Although Garibaldi's ships had likely been detected by the Royal Navy while they were crossing the Strait of Messina to reach land in Calabria, the Royal Army only attacked when Garibaldi's army had actually reached land, possibly to keep losses to a minimum. Garibaldi himself did not immediately counter-attack the Royal Army, instead trying to circumvent it by crossing the Aspromonte mountains.

Garibaldi's army marched for three days; on 28 August 1862, the leading regiment, led by Garibaldi, camped near Gambarie, where the rest of his army was expected to arrive in a few days. On 29 August, before Garibaldi's army was reunited, Bersaglieri from the Royal Army reached Garibaldi's camp and attacked.

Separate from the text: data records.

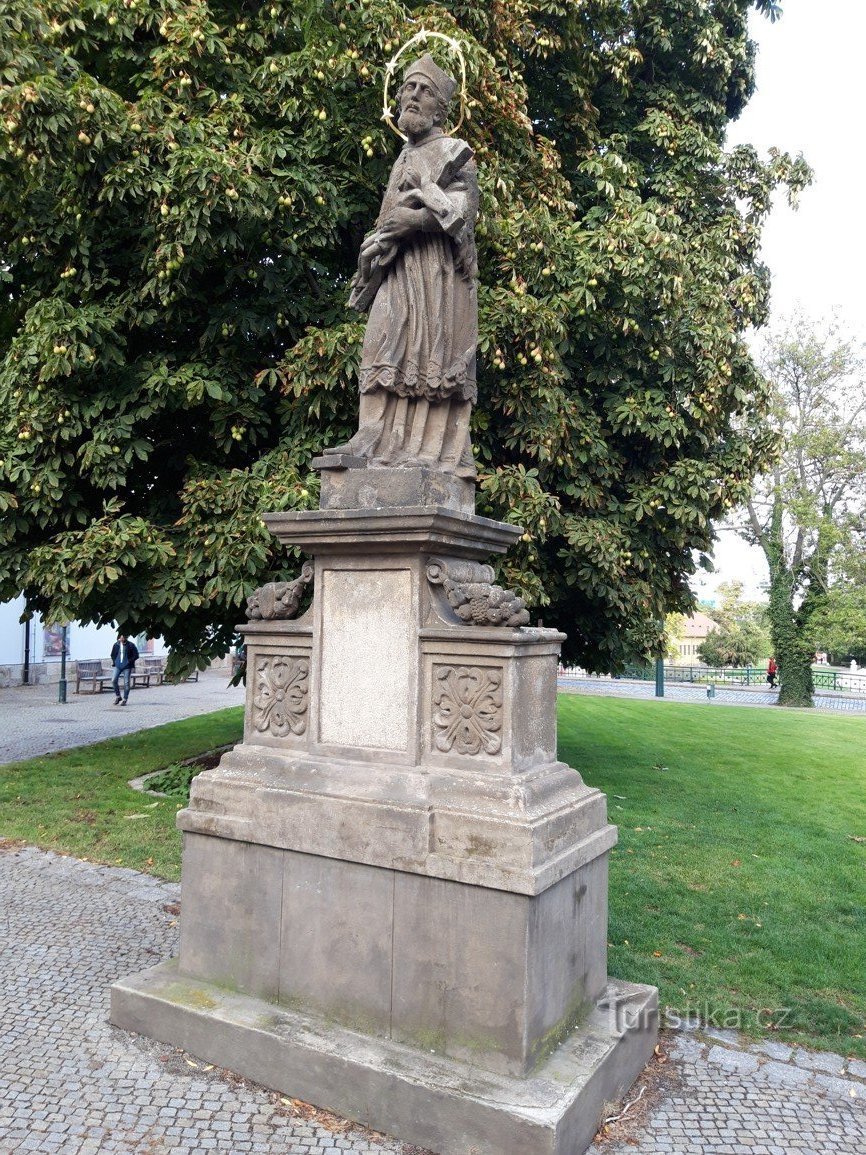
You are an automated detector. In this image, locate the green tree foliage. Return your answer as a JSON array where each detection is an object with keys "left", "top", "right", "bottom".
[
  {"left": 808, "top": 556, "right": 866, "bottom": 665},
  {"left": 697, "top": 621, "right": 768, "bottom": 666},
  {"left": 0, "top": 0, "right": 808, "bottom": 669},
  {"left": 740, "top": 318, "right": 866, "bottom": 706},
  {"left": 697, "top": 581, "right": 771, "bottom": 666}
]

Garibaldi ordered his army not to open fire "on our brothers", and some Bersaglieri changed sides during the battle, joining Garibaldi's volunteers. However, despite Garibaldi's order, one wing of his regiment mounted a counter-attack against the Bersaglieri. During the altercation, two bullets hit Garibaldi's hip and malleolus. A cease-fire was declared shortly thereafter, and Garibaldi surrendered.

==Aftermath==
The battle lasted for about ten minutes and resulted in around 15 casualties. Garibaldi, now wounded, was immediately assisted by surgeons and taken prisoner; he was later sent to the jail at Varignano, near Porto Venere. Garibaldi and his volunteers received amnesty on 5 October 1862; Garibaldi officially retired to Caprera, where he remained for two years.

The Day of Aspromonte caused both national and international criticism towards the Italian government, and caused the debate in Italy to become even harsher. Giuseppe Mazzini's party declared that, after the events of Aspromonte, any silent agreement between the Monarchy and the Republicans had been factually broken; supporters of the Monarchy maintained that the Republicans' support for such rash initiatives as Garibaldi's expedition proved that they were too irresponsible to lead the nation. Commentators accused the government of betraying the Italian revolution and being more supportive of the Pope than of Italy itself.

In 1863, Rattazzi was replaced by Marco Minghetti, who leveraged on the facts of Aspromonte to negotiate a treaty with France (the September Convention), in which Italy would protect the frontiers of the Papal States against attacks, and France would withdraw its troops from Rome within two years.

Despite the September Convention, annexing Rome remained an implicit objective of Italy. Garibaldi tried to march on Rome again in 1867, but was stopped by French troops at the Battle of Mentana. Eventually, the Questione Romana was solved under Italian Prime Minister Giovanni Lanza, when Rome was finally captured in 1870.

==In popular culture and literature ==
A popular Italian nursery rhyme, Garibaldi fu ferito ("Garibaldi was wounded"), set to the melody of Bersaglieri's anthem, refers to the Battle of Aspromonte.

The battle is sometimes mentioned in political debate, when someone accuses the Italian government of betraying the expectations of the Italian people, or acting against national interests.

In Joseph Conrad's Nostromo (1904), the aged Italian exile, Giorgio, mourns "the fatal day of Aspromonte, when the treachery of kings, emperors and ministers had been revealed to the world in the wounding and imprisonment of his hero." (ch 4).